Kenaikan cadangan devisa Indonesia menjadi salah satu pemicu utama pergerakan mata uang domestik, yang membantu menahan tekanan dari ketidakpastian global. Di sisi lain, pelaku pasar masih menunggu sinyal kebijakan lanjutan dari risalah FOMC.
Pergerakan pasar terkini
Perdagangan pada hari tersebut menunjukkan penguatan yang bersifat tipis, dengan rupiah menutup lebih baik dibandingkan pembukaan. Pergerakan ini dipengaruhi oleh sentimen fundamental seputar likuiditas dan cadangan devisa negara.
Peran cadangan devisa
Kenaikan cadangan devisa menjadi faktor pendukung utama penguatan rupiah. Cadangan yang meningkat memberi ruang bagi stabilitas nilai tukar di tengah arus modal global yang bergejolak.

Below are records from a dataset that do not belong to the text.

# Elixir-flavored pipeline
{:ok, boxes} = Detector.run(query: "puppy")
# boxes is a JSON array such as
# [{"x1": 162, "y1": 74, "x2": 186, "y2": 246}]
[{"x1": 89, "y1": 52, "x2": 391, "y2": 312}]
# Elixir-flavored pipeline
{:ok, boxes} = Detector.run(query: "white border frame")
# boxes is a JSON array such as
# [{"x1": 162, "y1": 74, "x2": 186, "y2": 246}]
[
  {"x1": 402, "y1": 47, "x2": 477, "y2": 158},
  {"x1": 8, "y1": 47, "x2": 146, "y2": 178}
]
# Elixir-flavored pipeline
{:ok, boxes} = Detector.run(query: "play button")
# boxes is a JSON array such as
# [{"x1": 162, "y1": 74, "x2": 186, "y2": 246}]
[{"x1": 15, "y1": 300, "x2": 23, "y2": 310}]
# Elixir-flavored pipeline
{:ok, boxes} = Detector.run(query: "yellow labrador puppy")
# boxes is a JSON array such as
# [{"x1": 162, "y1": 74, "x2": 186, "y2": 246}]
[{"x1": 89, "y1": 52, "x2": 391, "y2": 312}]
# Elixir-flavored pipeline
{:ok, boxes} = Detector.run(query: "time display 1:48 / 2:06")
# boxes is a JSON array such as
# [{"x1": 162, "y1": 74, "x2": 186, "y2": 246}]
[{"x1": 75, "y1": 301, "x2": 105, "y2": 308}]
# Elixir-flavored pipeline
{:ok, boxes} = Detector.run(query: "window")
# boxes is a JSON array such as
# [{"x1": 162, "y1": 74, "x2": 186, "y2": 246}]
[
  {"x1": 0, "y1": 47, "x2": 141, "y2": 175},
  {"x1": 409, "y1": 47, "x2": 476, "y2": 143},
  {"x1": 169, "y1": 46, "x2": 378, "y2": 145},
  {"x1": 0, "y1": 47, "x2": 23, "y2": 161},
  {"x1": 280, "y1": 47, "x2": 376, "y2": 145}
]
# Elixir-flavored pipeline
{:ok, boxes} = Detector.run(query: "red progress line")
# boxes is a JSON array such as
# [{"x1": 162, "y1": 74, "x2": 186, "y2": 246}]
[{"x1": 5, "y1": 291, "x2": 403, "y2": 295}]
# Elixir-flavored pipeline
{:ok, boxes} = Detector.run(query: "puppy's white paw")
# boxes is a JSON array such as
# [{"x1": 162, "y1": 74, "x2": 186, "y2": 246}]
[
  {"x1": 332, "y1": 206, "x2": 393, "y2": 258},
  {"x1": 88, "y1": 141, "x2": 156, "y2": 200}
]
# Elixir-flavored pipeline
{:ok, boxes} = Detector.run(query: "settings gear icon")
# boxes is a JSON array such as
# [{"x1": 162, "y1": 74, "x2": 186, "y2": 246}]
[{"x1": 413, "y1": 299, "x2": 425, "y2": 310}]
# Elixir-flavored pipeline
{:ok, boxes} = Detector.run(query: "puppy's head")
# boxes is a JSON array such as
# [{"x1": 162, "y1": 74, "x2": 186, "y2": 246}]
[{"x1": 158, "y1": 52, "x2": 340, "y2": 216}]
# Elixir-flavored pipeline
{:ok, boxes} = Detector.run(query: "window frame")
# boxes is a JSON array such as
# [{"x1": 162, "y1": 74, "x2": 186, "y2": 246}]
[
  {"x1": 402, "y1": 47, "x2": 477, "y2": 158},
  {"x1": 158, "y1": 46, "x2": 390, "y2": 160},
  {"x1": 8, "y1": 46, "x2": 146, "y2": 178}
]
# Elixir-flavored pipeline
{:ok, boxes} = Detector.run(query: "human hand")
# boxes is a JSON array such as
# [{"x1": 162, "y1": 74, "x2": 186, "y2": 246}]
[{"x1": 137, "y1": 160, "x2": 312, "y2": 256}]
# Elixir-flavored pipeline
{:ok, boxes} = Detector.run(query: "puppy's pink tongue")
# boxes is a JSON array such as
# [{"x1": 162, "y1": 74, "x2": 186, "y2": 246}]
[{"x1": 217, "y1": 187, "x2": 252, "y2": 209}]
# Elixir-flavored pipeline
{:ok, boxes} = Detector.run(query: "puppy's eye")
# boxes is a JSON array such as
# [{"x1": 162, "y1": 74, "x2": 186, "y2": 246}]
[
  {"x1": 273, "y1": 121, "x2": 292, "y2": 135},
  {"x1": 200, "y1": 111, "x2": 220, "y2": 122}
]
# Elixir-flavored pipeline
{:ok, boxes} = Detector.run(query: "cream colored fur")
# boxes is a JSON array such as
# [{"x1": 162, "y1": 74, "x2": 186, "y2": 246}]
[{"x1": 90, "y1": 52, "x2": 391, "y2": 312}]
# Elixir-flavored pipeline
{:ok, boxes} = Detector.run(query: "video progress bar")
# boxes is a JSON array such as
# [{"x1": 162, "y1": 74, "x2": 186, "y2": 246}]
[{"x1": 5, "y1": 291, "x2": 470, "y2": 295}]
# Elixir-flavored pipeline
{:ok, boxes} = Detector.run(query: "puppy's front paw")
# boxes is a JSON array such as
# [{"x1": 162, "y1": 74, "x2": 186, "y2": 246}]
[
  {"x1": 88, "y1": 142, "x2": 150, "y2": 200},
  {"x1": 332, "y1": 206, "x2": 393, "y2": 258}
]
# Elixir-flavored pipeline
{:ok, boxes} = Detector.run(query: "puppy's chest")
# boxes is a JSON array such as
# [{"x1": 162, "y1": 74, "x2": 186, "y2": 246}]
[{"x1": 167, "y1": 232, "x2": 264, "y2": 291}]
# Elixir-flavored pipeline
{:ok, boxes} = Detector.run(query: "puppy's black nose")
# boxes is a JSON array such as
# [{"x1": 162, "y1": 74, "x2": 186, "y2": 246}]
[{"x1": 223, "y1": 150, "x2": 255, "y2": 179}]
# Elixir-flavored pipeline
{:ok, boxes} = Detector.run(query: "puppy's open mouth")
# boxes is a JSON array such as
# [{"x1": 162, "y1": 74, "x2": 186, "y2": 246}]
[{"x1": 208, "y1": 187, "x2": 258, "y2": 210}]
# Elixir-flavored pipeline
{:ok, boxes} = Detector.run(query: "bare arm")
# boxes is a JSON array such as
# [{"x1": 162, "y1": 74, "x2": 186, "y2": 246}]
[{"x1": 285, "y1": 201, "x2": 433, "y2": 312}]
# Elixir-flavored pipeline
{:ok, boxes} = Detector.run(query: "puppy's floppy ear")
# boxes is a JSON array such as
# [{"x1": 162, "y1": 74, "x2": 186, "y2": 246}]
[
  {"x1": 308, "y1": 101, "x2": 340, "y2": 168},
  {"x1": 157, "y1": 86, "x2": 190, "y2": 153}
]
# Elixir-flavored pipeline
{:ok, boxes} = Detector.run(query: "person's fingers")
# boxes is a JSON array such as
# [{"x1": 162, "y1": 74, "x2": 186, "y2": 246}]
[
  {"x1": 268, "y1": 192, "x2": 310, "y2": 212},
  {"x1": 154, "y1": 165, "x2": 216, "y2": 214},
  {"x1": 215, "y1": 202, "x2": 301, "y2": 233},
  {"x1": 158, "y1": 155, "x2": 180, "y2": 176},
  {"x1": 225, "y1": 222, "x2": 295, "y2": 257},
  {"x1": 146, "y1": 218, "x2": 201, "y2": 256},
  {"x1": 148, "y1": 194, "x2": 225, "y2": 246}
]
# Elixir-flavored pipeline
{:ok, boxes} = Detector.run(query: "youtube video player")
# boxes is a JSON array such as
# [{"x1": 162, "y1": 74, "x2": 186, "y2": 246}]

Investor menantikan data domestik dan risalah FOMC
Investor memantau serangkaian data ekonomi dalam negeri yang akan dirilis dalam beberapa waktu mendatang. Selain itu, risalah FOMC juga menjadi perhatian karena dapat memberikan petunjuk mengenai arah kebijakan moneter Amerika Serikat yang berdampak pada arus modal dan nilai tukar.
Impresi pasar dan langkah ke depan
Meskipun penguatan terbilang tipis, kombinasi kenaikan cadangan devisa dan kehati-hatian investor mencerminkan kondisi pasar yang waspada. Pelaku pasar kemungkinan akan terus memantau data ekonomi domestik dan dokumen kebijakan internasional untuk menentukan arah pergerakan selanjutnya.
Berita ini berdasarkan laporan Bisnis.com per 7 Juli 2026.